Partial differential equation (PDE)-governed inverse problems are fundamental across various scientific and engineering applications; yet they face significant challenges due to nonlinearity, ill-posedness, and sensitivity to noise. Here, we introduce a new computational framework, RED-DiffEq, by integrating physics-driven inversion and data-driven learning. RED-DiffEq leverages pretrained diffusion models as a regularization mechanism for PDE-governed inverse problems. We apply RED-DiffEq to solve the full waveform inversion problem in geophysics, a challenging seismic imaging technique that seeks to reconstruct high-resolution subsurface velocity models from seismic measurement data. Our method shows enhanced accuracy and robustness compared to conventional methods. Additionally, it exhibits strong generalization ability to more complex velocity models that the diffusion model is not trained on. Our framework can also be directly applied to diverse PDE-governed inverse problems.

Paper Structure

This paper contains 32 sections, 30 equations, 11 figures, 2 tables, 2 algorithms.

Figures (11)

  • Figure 1: Forward modeling and full waveform inversion. The velocity model (top) with five sources (A--E) generates seismic data under different conditions: clean data (noise-free), noisy data, and data with missing traces.
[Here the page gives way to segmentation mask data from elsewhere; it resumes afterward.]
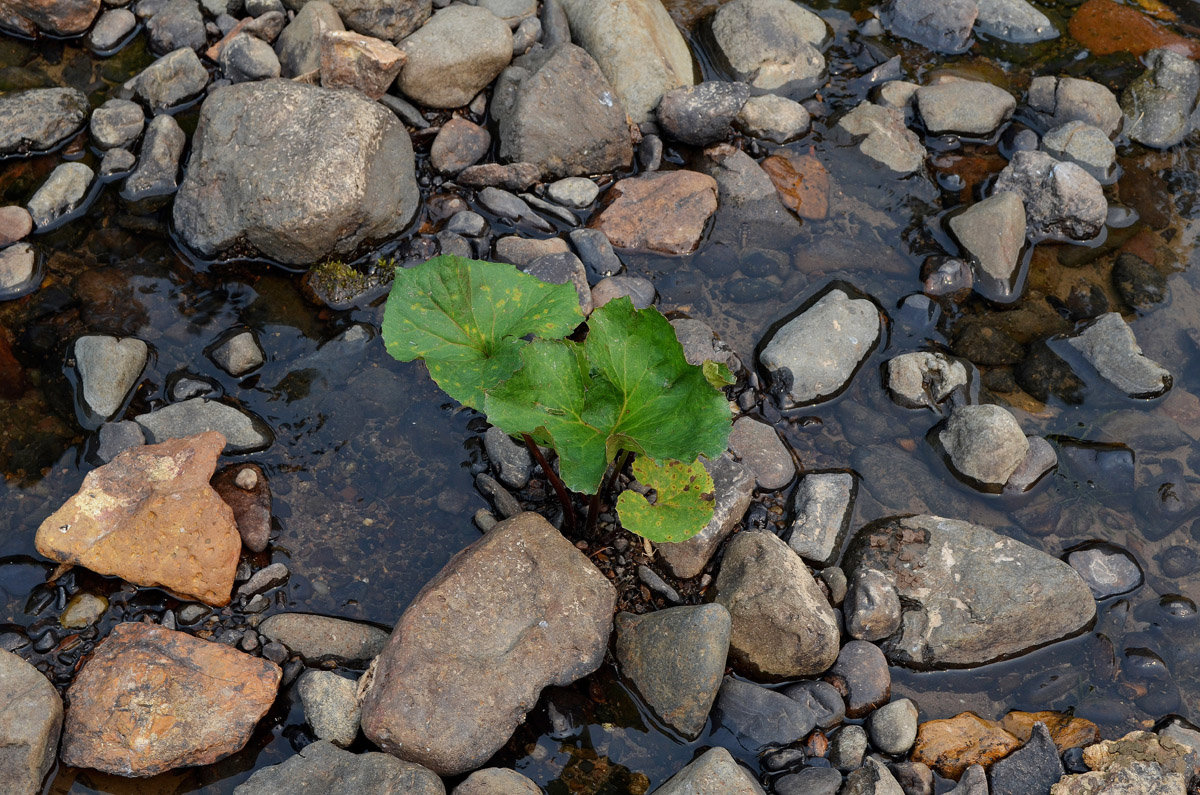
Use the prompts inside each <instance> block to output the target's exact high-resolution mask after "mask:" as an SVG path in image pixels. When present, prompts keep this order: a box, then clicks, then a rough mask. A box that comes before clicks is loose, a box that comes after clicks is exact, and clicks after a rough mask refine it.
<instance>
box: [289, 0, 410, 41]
mask: <svg viewBox="0 0 1200 795" xmlns="http://www.w3.org/2000/svg"><path fill="white" fill-rule="evenodd" d="M312 1H314V0H287V1H286V2H284V4H283V5H286V6H287V7H288V8H289V10H292V11H302V10H304V7H305V6H306V5H308V2H312ZM330 5H332V6H334V8H335V10H336V11H337V14H338V17H341V19H342V23H343V24H344V25H346V29H347V30H353V31H354V32H359V34H362V35H364V36H374V37H376V38H382V40H384V41H398V40H401V38H403V37H404V36H407V35H409V34H410V32H413V31H414V30H416V29H418V28H420V26H421V25H422V24H426V20H427V19H428V18H430V11H431V10H432V2H431V0H332V2H331V4H330Z"/></svg>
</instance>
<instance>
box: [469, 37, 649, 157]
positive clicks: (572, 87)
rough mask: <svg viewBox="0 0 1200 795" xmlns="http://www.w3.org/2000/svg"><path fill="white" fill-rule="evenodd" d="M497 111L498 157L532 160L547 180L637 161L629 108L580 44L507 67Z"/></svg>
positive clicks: (495, 102)
mask: <svg viewBox="0 0 1200 795" xmlns="http://www.w3.org/2000/svg"><path fill="white" fill-rule="evenodd" d="M492 114H493V115H494V116H496V118H497V119H498V120H499V133H500V153H499V154H500V159H502V160H505V161H508V162H517V163H534V165H535V166H538V167H539V168H540V169H541V174H542V177H546V178H552V177H577V175H583V174H599V173H605V172H611V171H617V169H624V168H628V167H629V163H630V161H631V160H632V157H634V144H632V141H631V139H630V135H629V125H628V122H626V121H625V109H624V108H623V107H622V104H620V101H619V100H618V98H617V97H616V95H614V94H613V91H612V86H611V85H610V84H608V79H607V78H605V76H604V72H601V71H600V67H599V66H598V65H596V62H595V60H594V59H593V58H592V56H590V55H588V54H587V52H586V50H583V49H581V48H578V47H576V46H575V44H559V46H558V47H554V48H552V49H548V50H545V49H539V50H535V52H534V53H532V54H529V55H527V56H524V58H522V59H520V60H518V61H517V62H516V64H514V65H512V66H510V67H509V68H508V70H505V71H504V74H503V76H502V77H500V80H499V82H498V83H497V88H496V92H494V95H493V100H492Z"/></svg>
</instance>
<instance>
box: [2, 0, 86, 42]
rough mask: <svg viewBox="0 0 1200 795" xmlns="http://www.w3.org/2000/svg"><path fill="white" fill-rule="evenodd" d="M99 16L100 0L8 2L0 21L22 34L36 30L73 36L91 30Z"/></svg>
mask: <svg viewBox="0 0 1200 795" xmlns="http://www.w3.org/2000/svg"><path fill="white" fill-rule="evenodd" d="M97 13H100V0H5V1H4V2H0V22H4V23H5V25H7V26H10V28H14V29H17V30H20V31H23V32H32V30H30V29H31V28H36V29H37V30H41V31H42V32H47V34H54V35H55V36H74V35H76V34H82V32H83V31H85V30H88V28H89V26H90V25H91V20H92V19H95V18H96V14H97Z"/></svg>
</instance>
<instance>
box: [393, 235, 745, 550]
mask: <svg viewBox="0 0 1200 795" xmlns="http://www.w3.org/2000/svg"><path fill="white" fill-rule="evenodd" d="M581 322H583V316H582V313H581V311H580V305H578V297H577V294H576V292H575V287H574V286H571V285H548V283H546V282H542V281H540V280H538V279H535V277H533V276H529V275H527V274H523V273H521V271H518V270H517V269H516V268H514V267H511V265H505V264H499V263H490V262H479V261H474V259H463V258H461V257H451V256H440V257H434V258H433V259H430V261H428V262H426V263H422V264H420V265H416V267H415V268H401V269H398V270H397V271H396V277H395V281H394V282H392V288H391V294H390V295H389V298H388V306H386V310H385V312H384V322H383V336H384V342H385V345H386V348H388V352H389V353H390V354H391V355H392V357H395V358H396V359H398V360H401V361H412V360H414V359H422V360H424V361H425V365H426V367H427V369H428V371H430V375H431V376H432V377H433V379H434V381H436V382H437V384H438V385H439V387H440V388H442V389H443V390H444V391H445V393H446V394H449V395H450V396H451V397H454V399H455V400H457V401H460V402H461V404H463V405H464V406H469V407H472V408H475V410H479V411H482V412H484V413H485V414H486V416H487V419H488V422H491V423H492V424H493V425H496V426H498V428H500V429H502V430H504V431H505V432H506V434H510V435H512V436H520V437H522V438H523V440H524V441H526V444H527V446H528V447H529V450H530V453H533V454H534V456H535V458H538V460H539V462H540V464H541V466H542V470H544V471H545V472H546V474H547V477H548V478H550V479H551V480H552V482H553V483H554V486H556V490H557V491H558V496H559V500H560V501H562V502H563V509H564V512H565V515H566V519H568V521H569V522H571V524H572V525H574V521H575V514H574V509H572V508H571V503H570V498H569V496H568V494H566V489H571V490H574V491H580V492H583V494H588V495H593V497H592V502H590V506H589V509H588V530H589V531H590V528H592V526H594V522H595V518H596V514H598V510H599V500H600V494H601V492H604V491H606V490H607V486H606V480H607V483H611V482H612V480H613V479H614V477H616V474H617V473H618V472H620V471H622V470H623V468H624V465H625V462H626V461H628V460H629V456H631V455H637V456H640V458H637V459H635V461H634V465H632V474H634V477H635V478H636V479H637V482H638V483H640V484H641V485H642V486H644V488H646V490H650V491H653V492H654V494H653V495H650V496H649V497H647V496H644V495H642V494H638V492H634V491H625V492H623V494H622V495H620V496H619V498H618V501H617V510H618V514H619V516H620V520H622V524H623V525H624V526H625V527H626V528H628V530H630V531H632V532H635V533H638V534H640V536H643V537H646V538H648V539H650V540H655V542H678V540H684V539H686V538H689V537H691V536H694V534H696V533H697V532H700V531H701V530H702V528H703V527H704V525H706V524H708V521H709V519H712V515H713V480H712V478H710V477H709V476H708V472H707V471H706V470H704V467H703V466H702V465H701V464H700V462H698V460H697V458H698V456H701V455H703V456H708V458H715V456H716V455H720V454H721V453H722V452H724V450H725V446H726V443H727V441H728V434H730V408H728V402H727V401H726V399H725V396H724V394H722V393H721V391H720V389H719V387H721V385H724V384H727V383H732V381H733V378H732V376H731V375H730V371H728V369H727V367H725V365H719V364H715V363H713V361H706V363H704V366H703V367H697V366H695V365H691V364H688V361H686V360H685V359H684V355H683V347H682V346H680V345H679V341H678V340H677V339H676V335H674V329H673V328H672V327H671V323H668V322H667V319H666V318H665V317H662V315H661V313H659V311H658V310H655V309H644V310H638V309H635V307H634V305H632V304H631V303H630V300H629V299H628V298H622V299H618V300H614V301H611V303H608V304H605V305H604V306H601V307H600V309H598V310H596V311H595V312H593V313H592V316H590V318H588V328H587V335H586V336H584V337H583V339H582V341H577V340H575V339H566V337H568V335H571V334H572V333H574V331H575V330H576V329H577V328H578V325H580V323H581ZM530 336H532V337H533V339H527V337H530ZM575 336H578V335H575ZM538 444H542V446H546V447H550V448H552V449H553V450H554V452H556V453H557V454H558V465H559V476H556V473H554V470H553V468H552V467H551V466H550V465H548V464H547V462H546V461H545V459H544V458H542V456H541V453H540V452H539V449H538ZM559 477H560V480H559Z"/></svg>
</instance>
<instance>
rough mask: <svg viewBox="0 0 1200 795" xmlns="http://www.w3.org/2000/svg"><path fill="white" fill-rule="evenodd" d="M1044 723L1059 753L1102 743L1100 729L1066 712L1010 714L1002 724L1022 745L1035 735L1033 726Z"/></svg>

  • Figure 2: Diffusion model architecture and generated samples of velocity map. (a) Schematic of the U-Net denoising network used in the diffusion model. A noisy velocity model is processed through an encoder–decoder U-Net with ResBlocks, downsampling and upsampling layers. Sinusoidal time embeddings are passed through a multilayer perceptron and injected into each ResBlock to condition the network on the diffusion timestep. The network predicts the added noise. (b) Overview of the complete diffusion process, showing both the forward noising process and the learned reverse denoising process. In this study, we set the maximum diffusion time step $T = 1000$ (c) Comparison between velocity maps from the training dataset (top row) and unconditionally generated velocity maps from a single diffusion model pretrained with four velocity model families altogether (bottom row).
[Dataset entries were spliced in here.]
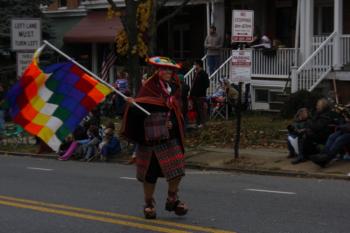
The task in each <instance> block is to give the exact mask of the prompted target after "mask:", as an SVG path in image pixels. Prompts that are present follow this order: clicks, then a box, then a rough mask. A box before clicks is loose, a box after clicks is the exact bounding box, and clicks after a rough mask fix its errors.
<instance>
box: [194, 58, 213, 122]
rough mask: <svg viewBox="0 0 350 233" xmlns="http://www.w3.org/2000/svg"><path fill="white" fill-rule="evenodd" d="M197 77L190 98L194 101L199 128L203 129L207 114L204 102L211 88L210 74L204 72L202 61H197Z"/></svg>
mask: <svg viewBox="0 0 350 233" xmlns="http://www.w3.org/2000/svg"><path fill="white" fill-rule="evenodd" d="M194 66H195V76H194V79H193V81H192V88H191V91H190V97H191V99H192V101H193V105H194V109H195V111H196V112H197V126H198V128H201V127H203V124H204V120H205V113H204V109H203V102H204V101H205V97H206V95H207V89H208V87H209V78H208V74H207V73H206V72H205V71H204V70H203V62H202V60H196V61H195V63H194Z"/></svg>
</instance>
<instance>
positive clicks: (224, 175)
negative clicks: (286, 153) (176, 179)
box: [0, 155, 350, 233]
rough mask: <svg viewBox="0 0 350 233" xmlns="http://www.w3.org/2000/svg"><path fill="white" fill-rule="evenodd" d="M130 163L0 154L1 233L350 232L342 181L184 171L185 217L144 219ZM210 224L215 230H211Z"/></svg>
mask: <svg viewBox="0 0 350 233" xmlns="http://www.w3.org/2000/svg"><path fill="white" fill-rule="evenodd" d="M134 177H135V167H134V166H124V165H118V164H108V163H83V162H77V161H66V162H61V161H56V160H49V159H36V158H31V157H12V156H3V155H2V156H0V233H55V232H57V233H80V232H81V233H90V232H91V233H104V232H106V233H107V232H108V233H114V232H121V233H128V232H135V233H139V232H171V233H177V232H181V233H182V232H225V231H226V232H239V233H250V232H252V233H253V232H254V233H256V232H266V233H275V232H276V233H294V232H295V233H313V232H315V233H316V232H317V233H322V232H327V233H333V232H334V233H342V232H344V233H348V232H350V221H349V214H350V209H349V208H350V195H349V193H350V186H349V182H348V181H337V180H318V179H299V178H287V177H271V176H257V175H243V174H235V173H224V172H205V171H198V170H187V175H186V177H185V178H184V182H183V184H182V187H181V192H180V196H181V198H182V199H183V200H185V201H186V202H187V203H188V205H189V206H190V212H189V214H188V215H187V216H185V217H176V216H174V215H173V214H172V213H169V212H166V211H165V210H164V202H165V199H166V196H165V193H166V182H165V181H164V180H161V181H160V182H159V185H158V187H157V192H156V201H157V214H158V219H157V220H156V221H150V220H144V219H143V214H142V205H143V201H142V200H143V198H142V189H141V185H140V183H139V182H137V181H136V180H135V179H134ZM213 228H215V229H213Z"/></svg>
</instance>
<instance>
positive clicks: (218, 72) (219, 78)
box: [207, 55, 232, 95]
mask: <svg viewBox="0 0 350 233" xmlns="http://www.w3.org/2000/svg"><path fill="white" fill-rule="evenodd" d="M231 60H232V55H231V56H230V57H229V58H227V59H226V60H225V61H224V63H222V64H221V66H220V67H219V68H218V69H217V70H216V71H215V72H214V73H213V74H211V75H210V77H209V81H210V84H209V90H208V92H207V95H212V94H213V93H214V92H215V90H216V89H217V88H218V87H219V85H220V80H221V79H227V78H229V76H230V64H231V62H230V61H231Z"/></svg>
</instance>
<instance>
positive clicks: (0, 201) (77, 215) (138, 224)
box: [0, 200, 188, 233]
mask: <svg viewBox="0 0 350 233" xmlns="http://www.w3.org/2000/svg"><path fill="white" fill-rule="evenodd" d="M0 205H6V206H12V207H17V208H23V209H30V210H35V211H39V212H44V213H51V214H59V215H65V216H70V217H75V218H81V219H88V220H93V221H99V222H105V223H112V224H116V225H123V226H128V227H134V228H140V229H142V230H150V231H157V232H165V233H188V231H180V230H176V229H169V228H164V227H158V226H153V225H147V224H141V223H135V222H127V221H122V220H117V219H113V218H105V217H99V216H93V215H88V214H81V213H76V212H70V211H67V210H56V209H50V208H46V207H40V206H33V205H27V204H20V203H15V202H10V201H1V200H0Z"/></svg>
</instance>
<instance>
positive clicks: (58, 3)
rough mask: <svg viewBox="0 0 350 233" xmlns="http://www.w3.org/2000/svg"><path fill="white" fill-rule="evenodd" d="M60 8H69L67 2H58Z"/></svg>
mask: <svg viewBox="0 0 350 233" xmlns="http://www.w3.org/2000/svg"><path fill="white" fill-rule="evenodd" d="M58 7H67V0H58Z"/></svg>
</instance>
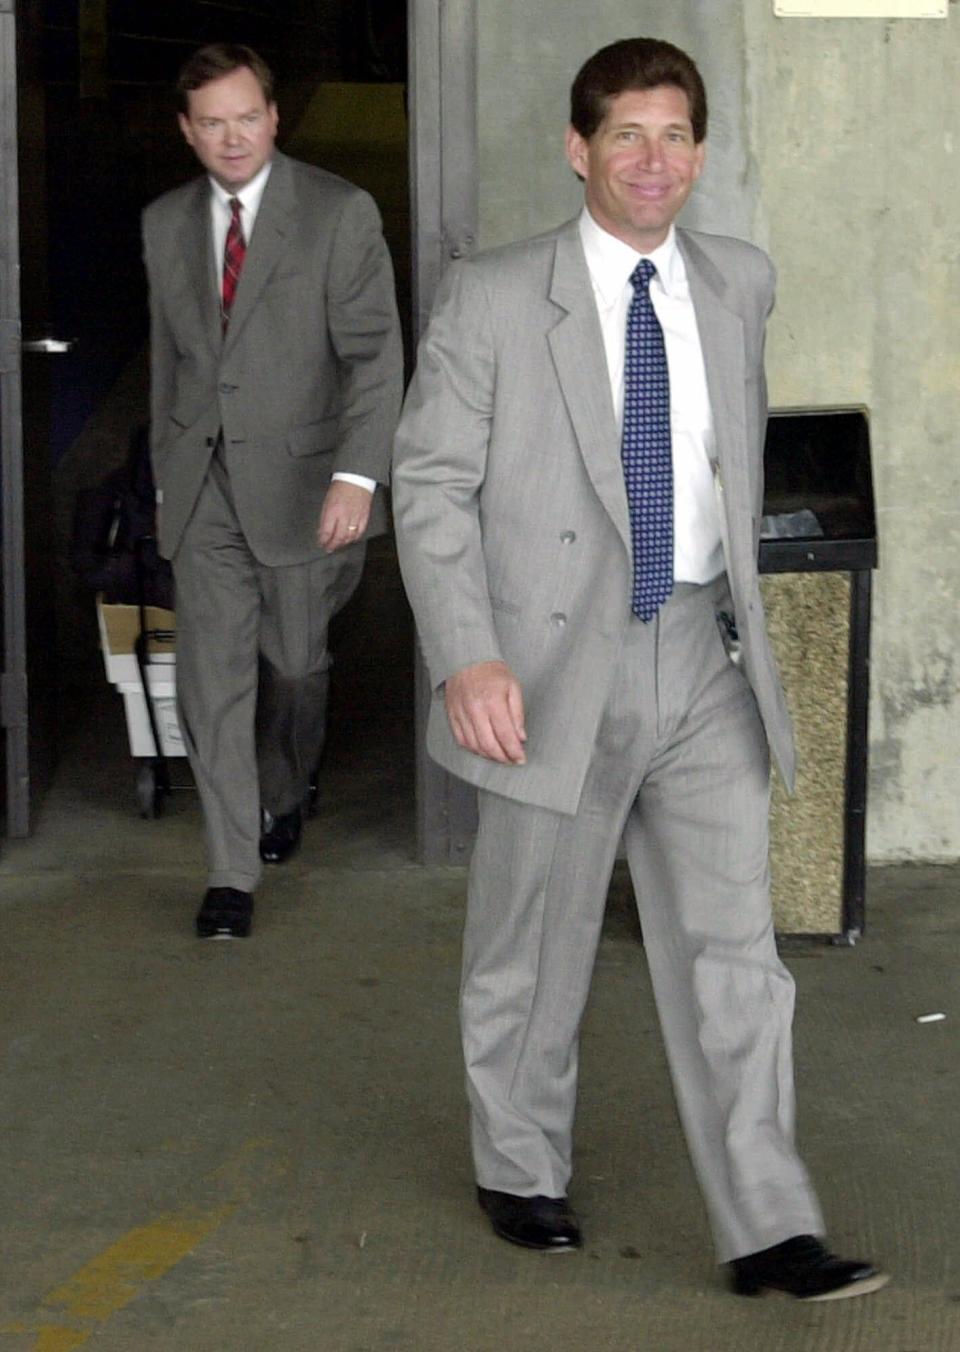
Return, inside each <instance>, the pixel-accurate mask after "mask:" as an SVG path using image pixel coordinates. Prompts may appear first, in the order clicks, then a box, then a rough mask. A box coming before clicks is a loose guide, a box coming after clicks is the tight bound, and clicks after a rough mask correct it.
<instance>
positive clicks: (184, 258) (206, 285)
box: [178, 178, 222, 352]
  • Figure 3: Schematic illustration of RED-DiffEq for full waveform inversion. (a) An overview of the inversion process that iteratively updates the velocity model. (b) An illustration of each iteration step of RED-DiffEq. (c) Calculation of the diffusion-based regularization term. (d) Optional post-processing refinement step using the pretrained diffusion model to further refine the velocity map after the main inversion process is finished. (e) Domain Decomposed Regularization (DDR) strategy for RED-DiffEq. We can train the diffusion model on a small domain and apply on a larger domain during inversion using sliding windows to compute the regularization.
  • Figure 4: Results on the OpenFWI dataset. (a) Qualitative comparison among different methods. (b) Quantitative comparison among different methods. (c) Vertical profile results of different methods. (d) Performance of different methods under different Gaussian noise levels in the seismic data. (e) Performance of different methods under different Laplacian noise levels in the seismic data. (f) Performance of different methods under different number of missing traces in the seismic data.
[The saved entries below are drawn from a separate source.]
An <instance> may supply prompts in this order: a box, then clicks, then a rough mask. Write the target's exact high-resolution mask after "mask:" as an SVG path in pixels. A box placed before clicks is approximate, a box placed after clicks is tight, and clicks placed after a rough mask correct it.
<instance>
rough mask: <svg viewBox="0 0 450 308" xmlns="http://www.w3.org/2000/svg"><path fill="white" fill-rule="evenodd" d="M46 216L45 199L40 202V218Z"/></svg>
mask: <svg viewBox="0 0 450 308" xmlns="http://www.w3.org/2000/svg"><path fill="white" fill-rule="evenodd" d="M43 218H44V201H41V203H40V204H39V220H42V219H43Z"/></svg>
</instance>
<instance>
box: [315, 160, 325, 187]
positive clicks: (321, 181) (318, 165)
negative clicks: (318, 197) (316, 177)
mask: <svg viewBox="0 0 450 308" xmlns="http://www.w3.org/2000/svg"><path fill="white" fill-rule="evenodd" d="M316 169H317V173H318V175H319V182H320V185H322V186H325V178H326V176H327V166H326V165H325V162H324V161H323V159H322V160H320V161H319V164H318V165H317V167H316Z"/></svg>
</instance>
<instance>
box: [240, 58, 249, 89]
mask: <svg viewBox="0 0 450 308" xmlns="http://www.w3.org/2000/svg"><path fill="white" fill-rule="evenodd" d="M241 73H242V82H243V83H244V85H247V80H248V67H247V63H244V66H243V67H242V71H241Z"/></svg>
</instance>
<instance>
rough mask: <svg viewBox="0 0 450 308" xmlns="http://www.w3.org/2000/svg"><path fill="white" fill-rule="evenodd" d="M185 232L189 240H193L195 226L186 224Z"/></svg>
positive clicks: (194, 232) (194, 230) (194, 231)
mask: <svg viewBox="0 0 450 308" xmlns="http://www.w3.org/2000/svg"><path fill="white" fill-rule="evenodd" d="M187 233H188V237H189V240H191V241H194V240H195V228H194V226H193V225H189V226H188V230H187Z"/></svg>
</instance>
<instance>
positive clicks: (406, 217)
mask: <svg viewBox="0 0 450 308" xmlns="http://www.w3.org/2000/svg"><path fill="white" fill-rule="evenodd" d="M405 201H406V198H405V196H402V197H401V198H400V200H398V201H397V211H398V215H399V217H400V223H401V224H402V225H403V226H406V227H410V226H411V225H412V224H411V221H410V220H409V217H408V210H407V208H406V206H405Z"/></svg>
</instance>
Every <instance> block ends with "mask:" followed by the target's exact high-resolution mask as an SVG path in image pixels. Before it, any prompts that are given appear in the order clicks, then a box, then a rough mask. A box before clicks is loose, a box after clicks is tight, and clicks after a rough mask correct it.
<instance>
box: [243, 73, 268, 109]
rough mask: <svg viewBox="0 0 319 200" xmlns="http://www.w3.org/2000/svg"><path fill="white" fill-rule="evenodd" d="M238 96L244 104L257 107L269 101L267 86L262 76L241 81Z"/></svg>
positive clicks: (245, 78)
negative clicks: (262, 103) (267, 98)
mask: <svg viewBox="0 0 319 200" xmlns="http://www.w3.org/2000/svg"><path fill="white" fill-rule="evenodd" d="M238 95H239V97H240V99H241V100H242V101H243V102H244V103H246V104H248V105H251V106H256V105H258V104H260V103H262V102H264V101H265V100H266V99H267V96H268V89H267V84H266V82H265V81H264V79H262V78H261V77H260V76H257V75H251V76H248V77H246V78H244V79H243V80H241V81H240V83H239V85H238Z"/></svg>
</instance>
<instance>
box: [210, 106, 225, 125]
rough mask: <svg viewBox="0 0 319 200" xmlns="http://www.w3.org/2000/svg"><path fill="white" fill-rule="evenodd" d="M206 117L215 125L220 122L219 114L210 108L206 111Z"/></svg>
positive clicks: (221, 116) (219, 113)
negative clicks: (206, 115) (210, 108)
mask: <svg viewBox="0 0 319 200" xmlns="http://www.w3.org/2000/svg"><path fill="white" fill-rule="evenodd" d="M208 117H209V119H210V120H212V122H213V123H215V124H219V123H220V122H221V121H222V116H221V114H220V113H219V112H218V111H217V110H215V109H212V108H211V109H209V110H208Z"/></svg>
  • Figure 5: Examples of uncertainty quantification of RED-DiffEq. The ensemble mean and standard deviation are computed using an ensemble size of 20. We illustrate the correlation between pixel-wise absolute error and predicted uncertainty, where $R$ represents the Spearman rank, and $\rho$ represents the Pearson correlation. Vertical profiles display the mean prediction with 95% confidence intervals at the midpoint (350 m) of each velocity model.